What can you do to prevent a Rotator Cuff Injury?
Badminton players must pay attention to flexibility, strength and endurance of the shoulder muscles. Shoulder stabilisation exercises under the supervision of a physiotherapist can also help prevent pressure on the rotator cuff tendons. In addition, any increases in the amount of training or competition must be gradual so as not to overload the rotator cuff muscles. In particular repetitions of the smash shot should be increased gradually to allow the rotator cuff tendons to adapt.
What should you do if you suffer a Rotator Cuff Injury?
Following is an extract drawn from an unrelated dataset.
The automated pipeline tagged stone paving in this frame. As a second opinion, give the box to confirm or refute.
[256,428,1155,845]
Physiotherapy treatment is effective in treating acute (short-term) inflammation and chronic (long-term) degeneration of the cuff where a tear is not present. The first aim of treatment is to reduce the amount of inflammation using ice therapy (never apply ice directly to the skin) and anti-inflammatory medication prescribed by a doctor. Anti-inflammatory gel may be more appropriate where anti-inflammatory tablets are not well tolerated. For those who want to continue with badminton activities a neoprene shoulder support can provide support and reassurance.
5. Patellar Tendonitis
Patellar tendonitis is degeneration of the patella tendon, which is located just below the knee cap. Patellar tendonitis is also known as ‘jumper’s knee’. Typically knee pain comes on gradually during jumping and landing during badminton. Over time, the strain on the patellar tendon becomes too great and microscopic damage develops in the tissue that makes up the tendon. Patellar tendonitis causes pain in the tendon which is worsened by activity. The areas of degeneration feel tender to touch. Often the tendon feels very stiff first thing in the morning. The affected tendon may appear thickened in comparison to the unaffected side.
What can you do to prevent Patellar Tendonitis?
Increases in the amount of badminton practise must be gradual so as not to overload the patella tendon. In particular repetitions of jumping and landing should be increased gradually to allow the patella tendon to adapt. Early recognition of patellar tendonitis by a doctor or physiotherapist helps greatly, because the outcome is better if treatment is initiated early. In minor cases of patellar tendonitis a patellar tendon strap can be effective in relieving symptoms by reducing the cross sectional area of the tendon, the pressure applied by the patellar tendon strap prevents maximal force being transmitted through the tendon. This reduces the strain on the patellar tendon and helps to alleviate symptoms during badminton.
What should you do if you suffer Patellar Tendonitis?
Increases in the amount of badminton practise must be gradual so as not to overload the patellar tendon. In particular, repetitions of jumping and landing should be increased gradually to allow the patellar tendon to adapt. Early recognition of patellar tendonitis by a doctor or physiotherapist helps greatly, because the outcome is better if treatment is initiated early. In minor cases of patellar tendonitis a knee strap can be effective in relieving symptoms by reducing the strain on the patellar tendon and helps to alleviate symptoms when playing badminton.